Minnesota has been in the news regarding debt collector harassment because the state has accused a debt collector of adding illegal fees to the amount of money that they have attempted to collect from consumers.
It was reported that the Minnesota-based debt collector was attempting to collect money on old bank overdrafts and bank fees that were owed to U.S. Bank and Wells Fargo, but the contracts that the consumers had with those banks did not allow interest to be charged on the overdraft fees. The debt collector allegedly added nearly 22 percent interest on the dollar amounts that were owed. Under Minnesota law, unless the customer has signed a document that authorizes the higher interest rate to be charged, the interest rates are capped at six percent.
In a statement from the state, it was said that companies have the right to collect debt that is legitimate, but they should not charge people for interest and fees that they do not owe or try to get the courts to award judgments against individuals for interest that they do not owe.
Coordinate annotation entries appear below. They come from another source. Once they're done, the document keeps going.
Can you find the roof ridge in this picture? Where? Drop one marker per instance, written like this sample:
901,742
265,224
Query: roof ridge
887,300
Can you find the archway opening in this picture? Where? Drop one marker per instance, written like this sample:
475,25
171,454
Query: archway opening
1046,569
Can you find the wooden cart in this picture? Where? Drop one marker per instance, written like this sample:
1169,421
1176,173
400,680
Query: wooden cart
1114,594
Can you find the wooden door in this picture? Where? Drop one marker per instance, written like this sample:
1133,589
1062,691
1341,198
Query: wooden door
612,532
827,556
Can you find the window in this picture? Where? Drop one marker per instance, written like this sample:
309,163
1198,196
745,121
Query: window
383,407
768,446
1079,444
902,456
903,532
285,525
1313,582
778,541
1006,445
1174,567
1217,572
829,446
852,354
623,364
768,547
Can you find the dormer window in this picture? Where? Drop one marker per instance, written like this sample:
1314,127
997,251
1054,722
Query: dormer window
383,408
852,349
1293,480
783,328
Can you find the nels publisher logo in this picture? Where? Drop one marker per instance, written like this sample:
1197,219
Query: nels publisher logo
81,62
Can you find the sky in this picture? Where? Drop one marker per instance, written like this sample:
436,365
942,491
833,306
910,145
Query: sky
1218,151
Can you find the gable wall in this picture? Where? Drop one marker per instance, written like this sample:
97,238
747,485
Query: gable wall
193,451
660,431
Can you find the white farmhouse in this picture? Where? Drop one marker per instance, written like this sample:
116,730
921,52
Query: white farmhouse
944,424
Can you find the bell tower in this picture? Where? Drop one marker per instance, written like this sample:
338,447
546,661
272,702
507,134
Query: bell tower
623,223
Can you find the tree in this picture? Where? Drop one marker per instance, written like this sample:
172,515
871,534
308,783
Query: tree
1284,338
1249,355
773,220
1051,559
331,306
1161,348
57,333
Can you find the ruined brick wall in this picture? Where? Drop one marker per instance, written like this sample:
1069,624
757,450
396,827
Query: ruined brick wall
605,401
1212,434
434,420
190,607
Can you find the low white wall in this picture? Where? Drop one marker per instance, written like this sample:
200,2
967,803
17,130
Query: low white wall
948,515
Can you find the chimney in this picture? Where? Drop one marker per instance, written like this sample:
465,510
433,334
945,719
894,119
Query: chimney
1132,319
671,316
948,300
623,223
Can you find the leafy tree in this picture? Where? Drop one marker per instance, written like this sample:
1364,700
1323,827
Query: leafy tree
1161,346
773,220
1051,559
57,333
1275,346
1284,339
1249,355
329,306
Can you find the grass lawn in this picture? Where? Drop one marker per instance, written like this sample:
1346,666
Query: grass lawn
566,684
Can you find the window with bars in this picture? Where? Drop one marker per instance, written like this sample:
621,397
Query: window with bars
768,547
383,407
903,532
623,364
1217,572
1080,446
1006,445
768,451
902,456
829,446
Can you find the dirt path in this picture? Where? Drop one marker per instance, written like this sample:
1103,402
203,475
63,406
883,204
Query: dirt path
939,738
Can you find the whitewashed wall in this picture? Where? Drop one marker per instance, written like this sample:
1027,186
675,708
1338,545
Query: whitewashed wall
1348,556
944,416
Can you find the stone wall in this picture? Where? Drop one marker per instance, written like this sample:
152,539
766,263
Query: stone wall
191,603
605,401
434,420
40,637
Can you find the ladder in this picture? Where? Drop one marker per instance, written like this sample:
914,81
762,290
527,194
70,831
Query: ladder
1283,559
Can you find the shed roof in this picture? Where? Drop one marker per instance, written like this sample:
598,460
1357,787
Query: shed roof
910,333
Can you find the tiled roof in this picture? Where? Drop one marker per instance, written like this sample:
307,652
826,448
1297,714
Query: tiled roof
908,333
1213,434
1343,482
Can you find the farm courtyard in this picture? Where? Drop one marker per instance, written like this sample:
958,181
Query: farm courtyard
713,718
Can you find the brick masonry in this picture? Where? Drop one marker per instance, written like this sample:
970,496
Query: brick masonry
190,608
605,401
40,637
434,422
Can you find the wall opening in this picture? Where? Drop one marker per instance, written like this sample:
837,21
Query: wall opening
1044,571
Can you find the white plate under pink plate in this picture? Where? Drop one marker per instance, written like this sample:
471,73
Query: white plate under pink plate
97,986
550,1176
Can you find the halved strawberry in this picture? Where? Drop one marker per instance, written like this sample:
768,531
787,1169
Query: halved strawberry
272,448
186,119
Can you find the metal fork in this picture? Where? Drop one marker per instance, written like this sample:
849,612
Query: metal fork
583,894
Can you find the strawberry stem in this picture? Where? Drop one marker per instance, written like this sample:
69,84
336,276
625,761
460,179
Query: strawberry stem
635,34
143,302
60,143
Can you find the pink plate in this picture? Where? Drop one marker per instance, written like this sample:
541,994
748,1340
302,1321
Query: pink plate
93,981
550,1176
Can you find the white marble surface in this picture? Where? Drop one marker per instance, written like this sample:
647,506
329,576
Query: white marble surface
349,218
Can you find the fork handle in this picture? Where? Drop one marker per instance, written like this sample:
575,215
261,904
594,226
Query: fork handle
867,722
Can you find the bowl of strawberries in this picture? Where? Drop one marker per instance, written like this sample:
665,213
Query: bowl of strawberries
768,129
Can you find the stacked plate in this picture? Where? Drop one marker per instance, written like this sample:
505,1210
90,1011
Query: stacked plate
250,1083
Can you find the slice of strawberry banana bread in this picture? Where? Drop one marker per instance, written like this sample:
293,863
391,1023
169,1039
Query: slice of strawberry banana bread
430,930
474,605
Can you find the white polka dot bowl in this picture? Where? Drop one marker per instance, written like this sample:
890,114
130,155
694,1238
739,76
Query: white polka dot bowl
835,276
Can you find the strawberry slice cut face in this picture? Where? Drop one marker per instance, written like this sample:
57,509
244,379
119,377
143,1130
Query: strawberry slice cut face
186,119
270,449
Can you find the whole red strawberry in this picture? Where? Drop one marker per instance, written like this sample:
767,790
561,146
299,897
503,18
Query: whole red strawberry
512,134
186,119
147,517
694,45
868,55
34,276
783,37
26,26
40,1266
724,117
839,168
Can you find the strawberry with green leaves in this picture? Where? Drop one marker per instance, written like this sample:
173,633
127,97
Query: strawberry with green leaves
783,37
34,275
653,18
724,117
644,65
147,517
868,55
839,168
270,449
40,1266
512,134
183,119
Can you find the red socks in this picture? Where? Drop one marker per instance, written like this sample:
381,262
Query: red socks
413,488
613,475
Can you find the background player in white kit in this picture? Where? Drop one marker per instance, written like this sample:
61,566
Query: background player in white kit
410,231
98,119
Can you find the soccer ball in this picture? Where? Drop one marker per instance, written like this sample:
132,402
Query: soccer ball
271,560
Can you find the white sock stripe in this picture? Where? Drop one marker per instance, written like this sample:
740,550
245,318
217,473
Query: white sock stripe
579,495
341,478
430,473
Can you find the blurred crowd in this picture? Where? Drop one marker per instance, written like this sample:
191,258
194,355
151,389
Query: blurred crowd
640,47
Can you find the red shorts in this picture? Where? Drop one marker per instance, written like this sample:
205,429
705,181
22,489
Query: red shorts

In the meantime, there are some rather large and well-known financial institutions facing lawsuits regarding their debt collection practices. JP Morgan Chase is among the large institutions with lawsuits against them. The Mississippi Attorney General has alleged that the company illegally targeted consumers in Mississippi for late credit card debt that the consumers either already paid or did not owe at all. When consumers had paid in full, the bank allegedly harassed those individuals, stating that they did not pay. Not long after, California also filed a lawsuit against the bank for the same exact reason.
If a creditor is found to have harassed a debtor, they can be subject to fines and even restitution to the debtor that was harassed. The Fair Debt Collection Practices Act is in place to protect consumers and hold debt collectors accountable when they do harass debtors. Violation of this law that is designed specifically for the fair treatment of consumers definitely puts a debt collector on the radar after they have violated it once.